On Newspaper Front Pages

Expert wrangler of predicaments Phillip Mendonça-Vieira has put together a very cool time-lapse movie from about 12,000 screenshots of the front page of the nytimes.com.  The movie is interesting to watch in a Koyaanisqatsi kind of way, but what I find most poignant is his commentary that accompanies the movie. Mendonça-Vieira writes,

Having worked with and developed on a number of content management systems I can tell you that as a rule of thumb no one is storing their frontpage layout data. It's all gone, and once newspapers shutter their physical distribution operations I get this feeling that we're no longer going to have a comprehensive archive of how our news-sources of note looked on a daily basis. Archive.org comes close, but there are too many gaps to my liking.

This, in my humble opinion, is a tragedy because in many ways our frontpages are summaries of our perspectives and our preconceptions. They store what we thought was important, in a way that is easy and quick to parse and extremely valuable for any future generations wishing to study our time period.
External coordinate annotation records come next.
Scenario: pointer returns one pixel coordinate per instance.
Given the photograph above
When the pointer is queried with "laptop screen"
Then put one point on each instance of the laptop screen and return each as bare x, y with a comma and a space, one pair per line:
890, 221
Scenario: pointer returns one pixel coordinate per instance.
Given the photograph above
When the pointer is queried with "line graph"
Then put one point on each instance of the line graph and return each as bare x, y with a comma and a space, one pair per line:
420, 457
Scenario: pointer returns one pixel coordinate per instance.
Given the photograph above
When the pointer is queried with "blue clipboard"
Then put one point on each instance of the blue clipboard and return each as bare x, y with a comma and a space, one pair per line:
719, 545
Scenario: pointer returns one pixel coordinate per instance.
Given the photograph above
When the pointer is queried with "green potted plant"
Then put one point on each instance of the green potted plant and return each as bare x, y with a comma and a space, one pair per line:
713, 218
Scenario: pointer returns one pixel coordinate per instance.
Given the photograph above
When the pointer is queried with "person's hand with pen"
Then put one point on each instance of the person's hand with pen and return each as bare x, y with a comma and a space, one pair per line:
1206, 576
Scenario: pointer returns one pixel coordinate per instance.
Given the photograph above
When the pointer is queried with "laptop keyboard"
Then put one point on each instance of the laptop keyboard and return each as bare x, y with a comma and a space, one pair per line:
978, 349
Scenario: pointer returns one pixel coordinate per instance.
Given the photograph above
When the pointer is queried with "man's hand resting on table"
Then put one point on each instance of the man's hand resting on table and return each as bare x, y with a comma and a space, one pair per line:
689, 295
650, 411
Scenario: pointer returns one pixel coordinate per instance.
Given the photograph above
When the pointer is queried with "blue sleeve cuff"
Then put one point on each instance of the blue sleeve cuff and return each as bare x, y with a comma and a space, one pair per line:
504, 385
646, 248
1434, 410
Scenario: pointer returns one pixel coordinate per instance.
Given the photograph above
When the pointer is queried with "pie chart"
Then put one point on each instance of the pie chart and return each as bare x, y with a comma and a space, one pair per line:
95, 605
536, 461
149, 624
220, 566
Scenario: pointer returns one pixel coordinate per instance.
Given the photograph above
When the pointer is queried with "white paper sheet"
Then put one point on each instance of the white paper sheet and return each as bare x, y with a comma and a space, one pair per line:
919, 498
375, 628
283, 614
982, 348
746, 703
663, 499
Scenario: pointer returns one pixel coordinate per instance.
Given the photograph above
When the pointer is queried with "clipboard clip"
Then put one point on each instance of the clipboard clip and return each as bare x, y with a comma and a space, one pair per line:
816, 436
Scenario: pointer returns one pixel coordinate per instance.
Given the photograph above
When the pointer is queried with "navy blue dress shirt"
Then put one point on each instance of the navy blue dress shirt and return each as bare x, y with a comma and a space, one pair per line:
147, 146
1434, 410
This really resonated with me.  Some time back, we wrote a paper that garnered quite a lot of media coverage. Indeed, we even got the 'front page' of the nytimes.com, if only fleetingly. I am very glad that I had the presence of mind to save that screen shot as a pdf so I would be able to preserve this 15 minutes of fame for posterity. If they had been available, I would have bought lots of paper copies.  However, what I am left with is this:

NYTimes_Front_Page

This really is a shame and clearly represents a serious challenge for the historians of tomorrow and the archivists of today.